Multilingual Generative Retrieval via Cross-lingual Semantic Compression
Yuxin Huang, Simeng Wu, Ran Song, Yan Xiang, Yantuan Xian, Shengxiang Gao, Zhengtao Yu
TL;DR
This paper tackles cross-lingual identifier misalignment and DocID inflation in multilingual Generative Information Retrieval by introducing MGR-CSC, which unifies semantically equivalent multilingual keywords into shared semantic atoms and uses dynamic constrained multi-step decoding.
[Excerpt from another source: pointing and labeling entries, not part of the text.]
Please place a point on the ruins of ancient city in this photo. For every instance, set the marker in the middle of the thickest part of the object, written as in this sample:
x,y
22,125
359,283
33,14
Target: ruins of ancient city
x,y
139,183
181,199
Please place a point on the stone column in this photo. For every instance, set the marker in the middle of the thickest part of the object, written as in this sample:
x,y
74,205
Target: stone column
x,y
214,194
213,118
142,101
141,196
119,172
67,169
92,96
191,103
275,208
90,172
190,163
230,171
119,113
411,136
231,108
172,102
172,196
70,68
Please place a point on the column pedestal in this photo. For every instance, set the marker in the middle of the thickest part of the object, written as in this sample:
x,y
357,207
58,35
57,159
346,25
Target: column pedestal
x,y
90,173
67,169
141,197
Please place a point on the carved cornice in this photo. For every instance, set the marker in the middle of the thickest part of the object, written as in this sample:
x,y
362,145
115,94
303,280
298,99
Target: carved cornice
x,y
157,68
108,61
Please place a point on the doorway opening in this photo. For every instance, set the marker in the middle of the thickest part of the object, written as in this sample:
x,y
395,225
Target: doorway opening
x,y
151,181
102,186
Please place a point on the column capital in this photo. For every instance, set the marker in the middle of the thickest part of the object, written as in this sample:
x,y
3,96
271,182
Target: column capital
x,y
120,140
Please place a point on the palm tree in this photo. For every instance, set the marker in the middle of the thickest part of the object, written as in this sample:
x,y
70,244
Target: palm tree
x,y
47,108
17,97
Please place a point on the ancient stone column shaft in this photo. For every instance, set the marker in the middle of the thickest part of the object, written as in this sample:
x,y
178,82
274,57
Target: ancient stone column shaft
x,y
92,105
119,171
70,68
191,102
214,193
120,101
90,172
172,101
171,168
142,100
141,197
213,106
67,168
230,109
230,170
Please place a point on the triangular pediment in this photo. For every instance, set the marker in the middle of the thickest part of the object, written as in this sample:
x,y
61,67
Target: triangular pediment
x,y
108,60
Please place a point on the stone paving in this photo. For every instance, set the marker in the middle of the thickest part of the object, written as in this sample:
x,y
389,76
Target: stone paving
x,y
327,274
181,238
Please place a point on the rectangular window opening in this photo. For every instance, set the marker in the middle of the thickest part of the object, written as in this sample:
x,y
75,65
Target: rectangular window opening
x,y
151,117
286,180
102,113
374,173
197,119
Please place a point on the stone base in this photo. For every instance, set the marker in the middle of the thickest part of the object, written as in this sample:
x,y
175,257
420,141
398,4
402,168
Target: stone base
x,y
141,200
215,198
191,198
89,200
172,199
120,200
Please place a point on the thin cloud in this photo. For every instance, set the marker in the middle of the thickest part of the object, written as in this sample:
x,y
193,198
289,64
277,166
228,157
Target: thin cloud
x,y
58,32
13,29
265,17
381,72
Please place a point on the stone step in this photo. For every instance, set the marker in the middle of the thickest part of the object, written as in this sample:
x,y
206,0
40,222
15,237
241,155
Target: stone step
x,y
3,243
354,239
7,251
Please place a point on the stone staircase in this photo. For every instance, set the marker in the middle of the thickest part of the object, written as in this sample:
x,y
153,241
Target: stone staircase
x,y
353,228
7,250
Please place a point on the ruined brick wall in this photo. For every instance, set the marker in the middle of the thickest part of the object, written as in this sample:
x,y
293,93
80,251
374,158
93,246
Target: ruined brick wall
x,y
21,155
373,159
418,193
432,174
The method operates in three stages: multilingual keyword extraction, semantic-atom based DocID construction, and atom-by-atom constrained decoding guided by the query, reducing decoding space from $O(N^m)$ to $O(C^m)$ and compressing the identifier space. Empirical results on mMarco100K and mNQ320K show consistent improvements in Recall@10 (e.g., $6.83\%$ and $4.77\%$), along with substantial DocID length reductions of $74.51\%$ and $78.2\%$, respectively. The work demonstrates strong cross-lingual retrieval performance and decoding efficiency, with ablations confirming the necessity of both semantic compression and the constrained decoding strategy; limitations include dependency on multilingual PLMs and the current lack of multimodal integration. Overall, MGR-CSC offers a principled route to scalable, cross-lingual generative retrieval with practical implications for multilingual search and retrieval systems.
Abstract
Generative Information Retrieval is an emerging retrieval paradigm that exhibits remarkable performance in monolingual scenarios.However, applying these methods to multilingual retrieval still encounters two primary challenges, cross-lingual identifier misalignment and identifier inflation. To address these limitations, we propose Multilingual Generative Retrieval via Cross-lingual Semantic Compression (MGR-CSC), a novel framework that unifies semantically equivalent multilingual keywords into shared atoms to align semantics and compresses the identifier space, and we propose a dynamic multi-step constrained decoding strategy during retrieval. MGR-CSC improves cross-lingual alignment by assigning consistent identifiers and enhances decoding efficiency by reducing redundancy. Experiments demonstrate that MGR-CSC achieves outstanding retrieval accuracy, improving by 6.83% on mMarco100k and 4.77% on mNQ320k, while reducing document identifiers length by 74.51% and 78.2%, respectively.